Parution : Lurelu, vol. 15, n˚ 3, Montréal, 1993, p. 12-17 et 32.
Réédition : Solaris 104, Ville-Marie, 1993, p. 70-75.
Simon Dupuis note qu’en une décennie (1982-1992), environ 75 romans de science-fiction pour jeunes ont été publiés au Québec, ce qui représente un formidable essor du genre. L’analyste convient toutefois qu’une partie de cette production relève davantage de l’univers merveilleux du conte de fées, la baguette magique ayant été remplacée par l’ordinateur et le souci de la vraisemblance étant la moindre des préoccupations de certains auteurs. Dupuis se concentre sur la « vraie » science-fiction, celle qui décrit de la manière la plus crédible possible un autre type de société façonnée par la science, pour dégager les lignes de force de la production.

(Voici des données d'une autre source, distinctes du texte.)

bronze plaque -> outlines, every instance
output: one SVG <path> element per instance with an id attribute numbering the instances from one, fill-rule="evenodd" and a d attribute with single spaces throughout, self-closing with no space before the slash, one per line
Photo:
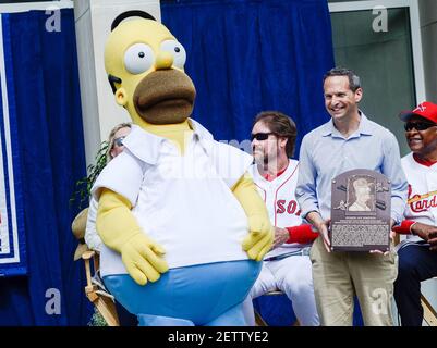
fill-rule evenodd
<path id="1" fill-rule="evenodd" d="M 390 181 L 374 171 L 353 170 L 333 178 L 331 189 L 331 250 L 389 250 Z"/>

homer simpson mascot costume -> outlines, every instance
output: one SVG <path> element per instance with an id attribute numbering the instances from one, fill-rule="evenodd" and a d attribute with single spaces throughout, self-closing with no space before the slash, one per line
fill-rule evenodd
<path id="1" fill-rule="evenodd" d="M 139 325 L 244 325 L 241 303 L 272 226 L 246 174 L 252 157 L 189 117 L 195 88 L 184 63 L 151 15 L 112 23 L 106 71 L 134 125 L 93 187 L 100 272 Z"/>

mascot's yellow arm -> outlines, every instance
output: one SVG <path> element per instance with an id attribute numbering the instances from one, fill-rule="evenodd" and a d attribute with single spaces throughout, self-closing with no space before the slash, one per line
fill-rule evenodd
<path id="1" fill-rule="evenodd" d="M 131 203 L 116 192 L 104 189 L 96 227 L 104 243 L 121 253 L 124 266 L 139 285 L 156 282 L 168 271 L 162 247 L 148 238 L 131 212 Z"/>
<path id="2" fill-rule="evenodd" d="M 266 204 L 256 191 L 255 184 L 248 174 L 244 174 L 232 187 L 232 192 L 243 207 L 248 219 L 248 235 L 243 240 L 243 250 L 252 260 L 260 261 L 270 250 L 274 241 Z"/>

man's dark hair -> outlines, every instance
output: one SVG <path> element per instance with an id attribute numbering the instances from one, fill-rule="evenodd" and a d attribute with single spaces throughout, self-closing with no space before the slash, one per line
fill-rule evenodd
<path id="1" fill-rule="evenodd" d="M 361 88 L 360 77 L 350 69 L 347 67 L 333 67 L 327 72 L 324 76 L 324 84 L 328 77 L 331 76 L 347 76 L 349 79 L 349 88 L 355 92 L 356 89 Z"/>
<path id="2" fill-rule="evenodd" d="M 270 132 L 275 133 L 275 135 L 288 139 L 286 152 L 289 158 L 293 157 L 294 142 L 298 135 L 294 121 L 279 111 L 263 111 L 256 115 L 252 128 L 259 121 L 269 127 Z"/>

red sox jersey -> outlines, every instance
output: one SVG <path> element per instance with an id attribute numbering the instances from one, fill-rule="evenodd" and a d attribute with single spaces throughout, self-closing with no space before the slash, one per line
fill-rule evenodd
<path id="1" fill-rule="evenodd" d="M 271 182 L 259 174 L 256 164 L 250 167 L 250 173 L 254 178 L 260 197 L 266 203 L 270 222 L 274 226 L 284 228 L 302 224 L 301 210 L 295 198 L 298 166 L 299 162 L 290 159 L 286 171 Z M 298 250 L 308 245 L 298 243 L 283 244 L 281 247 L 268 252 L 266 258 L 290 252 L 293 249 Z"/>
<path id="2" fill-rule="evenodd" d="M 401 160 L 409 182 L 409 198 L 404 212 L 405 220 L 437 225 L 437 163 L 430 166 L 418 163 L 413 153 Z M 413 236 L 410 240 L 421 239 Z"/>

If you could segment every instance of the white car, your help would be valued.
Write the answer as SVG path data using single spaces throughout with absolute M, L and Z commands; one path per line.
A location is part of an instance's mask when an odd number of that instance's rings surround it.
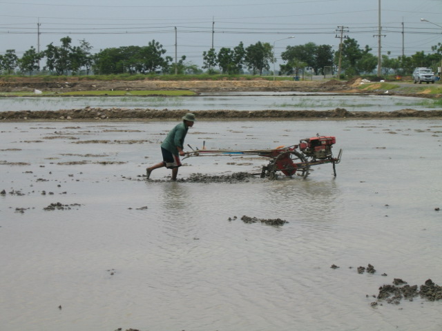
M 416 68 L 413 71 L 413 83 L 419 83 L 421 84 L 423 81 L 426 81 L 427 83 L 430 83 L 431 81 L 432 83 L 434 83 L 434 81 L 436 80 L 436 77 L 434 74 L 427 68 Z

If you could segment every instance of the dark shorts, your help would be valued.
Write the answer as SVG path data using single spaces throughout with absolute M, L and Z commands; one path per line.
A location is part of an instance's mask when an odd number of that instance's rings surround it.
M 181 166 L 181 161 L 180 161 L 180 157 L 178 155 L 173 155 L 169 150 L 161 148 L 161 152 L 163 154 L 163 162 L 164 163 L 166 168 L 168 169 L 172 169 L 174 168 L 178 168 Z

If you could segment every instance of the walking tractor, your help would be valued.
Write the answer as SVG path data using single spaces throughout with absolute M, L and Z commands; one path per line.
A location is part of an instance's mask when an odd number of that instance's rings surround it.
M 256 155 L 270 159 L 269 163 L 264 166 L 259 174 L 261 178 L 277 179 L 278 174 L 285 176 L 300 176 L 306 178 L 309 174 L 310 167 L 325 163 L 332 163 L 333 174 L 336 177 L 336 165 L 340 162 L 343 150 L 339 150 L 337 157 L 333 156 L 332 148 L 336 143 L 333 136 L 320 136 L 301 139 L 298 145 L 285 147 L 279 146 L 271 150 L 206 150 L 205 142 L 202 150 L 193 150 L 184 157 L 200 155 Z

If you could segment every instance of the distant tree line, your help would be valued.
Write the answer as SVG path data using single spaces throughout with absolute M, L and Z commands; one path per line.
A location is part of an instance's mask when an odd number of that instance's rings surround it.
M 110 48 L 91 54 L 92 46 L 84 39 L 79 46 L 72 45 L 72 39 L 66 37 L 60 39 L 61 45 L 53 43 L 46 49 L 37 52 L 32 46 L 21 58 L 15 50 L 7 50 L 0 54 L 0 74 L 12 74 L 20 72 L 31 75 L 43 70 L 57 75 L 79 74 L 198 74 L 205 69 L 209 74 L 242 74 L 248 71 L 252 74 L 262 75 L 270 72 L 273 63 L 274 50 L 269 43 L 258 41 L 244 47 L 240 42 L 233 49 L 222 48 L 217 52 L 211 48 L 202 53 L 203 65 L 200 69 L 196 65 L 186 61 L 182 56 L 179 60 L 166 55 L 166 50 L 155 39 L 146 46 L 126 46 Z M 300 72 L 308 68 L 314 74 L 324 74 L 324 68 L 329 67 L 332 72 L 336 71 L 340 58 L 341 72 L 346 77 L 369 74 L 378 65 L 378 58 L 366 46 L 361 48 L 358 42 L 347 38 L 344 40 L 340 51 L 334 52 L 329 45 L 305 45 L 287 46 L 281 54 L 284 63 L 280 65 L 279 74 L 299 75 Z M 388 74 L 410 74 L 415 67 L 427 67 L 435 69 L 442 59 L 442 43 L 432 47 L 432 53 L 417 52 L 410 57 L 390 58 L 382 56 L 382 72 Z M 40 61 L 45 59 L 45 66 Z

Diverses constatations peuvent être tirées de ce corpus : la science est un enjeu majeur dans la mesure où elle peut être contrôlée par une superpuissance qui menace la survie de l’espèce humaine et son utilisation peut soulever un problème d’éthique ; le déclin écologique de la planète suscite les pires récits de SF en raison de leur ton moralisateur et lourdement didactique ; la religion, à l’exception de deux romans de Jacques Lazure, est absente des valeurs débattues par les auteurs ; les loisirs et les formes d’art du futur sont peu abordés avec toutefois de notoires exceptions chez Denis Côté (le hockey), Francine Pelletier (projections holographiques), Daniel Sernine et Esther Rochon ; le robot, très présent dans le corpus étudié, est presque toujours représenté comme « le méchant géant infaillible » et permettrait à l’Homme, selon l’hypothèse de Dupuis, d’affirmer son droit à la singularité et à la souffrance tout en le protégeant, par effet de repoussoir, d’une menace collective propre aux Québécois, à savoir « la dénaturation graduelle d’un peuple en train de se fondre dans le moule anglo-saxon nord-américain » ; les créatures extraterrestres, au contraire des robots, ne suscitent pas la crainte car elles se manifestent aux humains pour leur demander de sauver leur race ou leur planète ; la conquête de nouvelles planètes s’accompagne d’un sentiment de culpabilité qui incite le héros à s’opposer aux intérêts mercantiles des multinationales prêtes à sacrifier des animaux ou des espèces autochtones.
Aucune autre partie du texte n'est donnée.